Bei dem rechtsfehlerfrei festgestellten Tat- und Nachtatverhalten
scheidet ein Vollrausch aus. Auch im Blick auf die festgestellten
Persönlichkeitsdefizite des Angeklagten (UA S. 27)
läßt sich indes eine erhebliche Verminderung seines
Hemmungsvermögens bei Tatbegehung im Sinne des § 21
StGB nach rechtsfehlerfreier Bestimmung seiner Alkoholisierung nicht
ausschließen, ebensowenig eine deshalb mögliche
Strafrahmenverschiebung nach § 49 Abs. 1 StGB.

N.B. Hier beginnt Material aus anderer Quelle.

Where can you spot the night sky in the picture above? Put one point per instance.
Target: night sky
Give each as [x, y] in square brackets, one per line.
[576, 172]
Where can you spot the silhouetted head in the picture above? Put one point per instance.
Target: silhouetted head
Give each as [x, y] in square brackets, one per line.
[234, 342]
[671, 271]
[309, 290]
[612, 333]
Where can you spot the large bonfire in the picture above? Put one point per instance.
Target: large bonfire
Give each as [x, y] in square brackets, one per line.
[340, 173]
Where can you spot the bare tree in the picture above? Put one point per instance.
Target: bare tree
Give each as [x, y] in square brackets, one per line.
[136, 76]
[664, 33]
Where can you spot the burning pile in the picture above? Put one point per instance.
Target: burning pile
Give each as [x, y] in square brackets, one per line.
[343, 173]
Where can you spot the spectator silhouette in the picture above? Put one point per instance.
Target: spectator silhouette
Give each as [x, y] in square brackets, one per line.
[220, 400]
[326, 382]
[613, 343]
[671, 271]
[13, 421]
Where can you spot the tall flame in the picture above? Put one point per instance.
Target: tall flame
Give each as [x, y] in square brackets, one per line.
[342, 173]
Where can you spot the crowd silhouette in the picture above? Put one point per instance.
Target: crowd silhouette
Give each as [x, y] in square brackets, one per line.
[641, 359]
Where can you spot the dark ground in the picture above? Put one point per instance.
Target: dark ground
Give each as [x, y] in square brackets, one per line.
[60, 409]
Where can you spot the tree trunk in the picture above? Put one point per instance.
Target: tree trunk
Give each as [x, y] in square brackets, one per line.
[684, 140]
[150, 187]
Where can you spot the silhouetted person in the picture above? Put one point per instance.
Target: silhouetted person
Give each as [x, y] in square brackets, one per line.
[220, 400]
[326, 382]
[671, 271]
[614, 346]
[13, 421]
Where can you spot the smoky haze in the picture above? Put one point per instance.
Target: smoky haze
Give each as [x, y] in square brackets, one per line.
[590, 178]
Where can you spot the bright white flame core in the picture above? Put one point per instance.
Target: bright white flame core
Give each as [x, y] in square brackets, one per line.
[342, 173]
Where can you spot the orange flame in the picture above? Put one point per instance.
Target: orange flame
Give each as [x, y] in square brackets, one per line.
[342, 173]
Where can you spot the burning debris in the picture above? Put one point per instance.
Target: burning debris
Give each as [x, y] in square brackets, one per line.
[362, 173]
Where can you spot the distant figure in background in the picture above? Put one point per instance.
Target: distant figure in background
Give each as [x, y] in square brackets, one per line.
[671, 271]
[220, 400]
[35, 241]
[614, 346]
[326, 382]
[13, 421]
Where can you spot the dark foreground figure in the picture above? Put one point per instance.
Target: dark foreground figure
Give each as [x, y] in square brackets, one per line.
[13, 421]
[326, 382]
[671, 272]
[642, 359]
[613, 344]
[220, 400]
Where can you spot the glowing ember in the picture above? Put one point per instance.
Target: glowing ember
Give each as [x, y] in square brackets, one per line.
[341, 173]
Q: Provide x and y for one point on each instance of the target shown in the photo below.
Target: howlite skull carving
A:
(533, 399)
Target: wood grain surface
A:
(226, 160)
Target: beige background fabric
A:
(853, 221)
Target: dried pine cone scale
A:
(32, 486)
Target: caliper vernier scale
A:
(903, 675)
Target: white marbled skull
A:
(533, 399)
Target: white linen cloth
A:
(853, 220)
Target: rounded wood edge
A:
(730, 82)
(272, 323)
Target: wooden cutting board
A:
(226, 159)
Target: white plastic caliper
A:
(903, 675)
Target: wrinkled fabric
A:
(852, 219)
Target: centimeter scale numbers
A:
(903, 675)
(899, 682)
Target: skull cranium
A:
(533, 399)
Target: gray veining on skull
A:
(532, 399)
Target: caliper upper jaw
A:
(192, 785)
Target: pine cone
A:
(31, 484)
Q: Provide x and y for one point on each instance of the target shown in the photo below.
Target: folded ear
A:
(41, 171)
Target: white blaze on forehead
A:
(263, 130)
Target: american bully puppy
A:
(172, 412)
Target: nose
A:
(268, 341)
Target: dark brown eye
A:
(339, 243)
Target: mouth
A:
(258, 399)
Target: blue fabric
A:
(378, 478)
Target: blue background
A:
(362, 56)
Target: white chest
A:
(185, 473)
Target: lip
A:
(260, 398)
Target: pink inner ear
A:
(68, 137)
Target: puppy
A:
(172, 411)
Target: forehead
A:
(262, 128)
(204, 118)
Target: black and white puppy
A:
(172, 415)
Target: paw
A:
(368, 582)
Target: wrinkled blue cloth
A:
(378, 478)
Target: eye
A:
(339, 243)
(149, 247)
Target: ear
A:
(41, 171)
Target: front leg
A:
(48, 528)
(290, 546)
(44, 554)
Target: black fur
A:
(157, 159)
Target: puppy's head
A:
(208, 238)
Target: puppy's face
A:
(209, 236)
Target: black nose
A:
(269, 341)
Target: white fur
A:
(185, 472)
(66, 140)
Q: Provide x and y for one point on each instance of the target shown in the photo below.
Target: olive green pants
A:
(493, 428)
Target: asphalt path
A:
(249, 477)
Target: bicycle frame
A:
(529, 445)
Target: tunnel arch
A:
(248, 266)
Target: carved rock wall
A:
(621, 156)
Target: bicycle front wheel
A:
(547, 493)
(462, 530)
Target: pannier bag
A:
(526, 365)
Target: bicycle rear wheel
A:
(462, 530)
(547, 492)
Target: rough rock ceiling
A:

3. Der neue Tatrichter sollte zwar bei einer erneuten
strafschärfenden Berücksichtigung des naheliegend
durch die dissoziale Persönlichkeit des Angeklagten
geprägten Nachtatverhaltens zurückhaltend sein, er
wird aber die zutreffend hervorgehobenen strafschärfenden
Gesichtspunkte aus dem - auch bei Bejahung des § 21 StGB,
wenngleich nicht uneingeschränkt, strafschärfend zu
berücksichtigenden - massiven Tatbild und aus der
Nähe der Tat zu einem aus niedrigen Beweggründen
begangenen Mord (UA S. 31) wiederum erheblich erschwerend zu
berücksichtigen haben.
Auch über die Verhängung eventueller
Maßregeln nach §§ 63, 64 StGB wird - ohne
daß das Urteil insoweit für sich Anlaß zu
durchgreifenden sachlich-rechtlichen Bedenken gegeben hätte -
erneut mit sachverständiger Hilfe zu befinden sein (§
358 Abs. 2 Satz 2 StPO). Dabei werden für § 63 StGB
auch die Grundsätze von BGHSt 44, 338 zu beachten sein. Ferner
wird zur Frage einer Erfolgsaussicht der Unterbringung in einer
Entziehungsanstalt (vgl. BVerfGE 91, 1) auf die in BGHR StGB §
64 Abs. 2 Aussichtslosigkeit 4 und bei Tröndle/Fischer (aaO
§ 64 Rdn. 14 m. w. N.) genannten Argumente hingewiesen.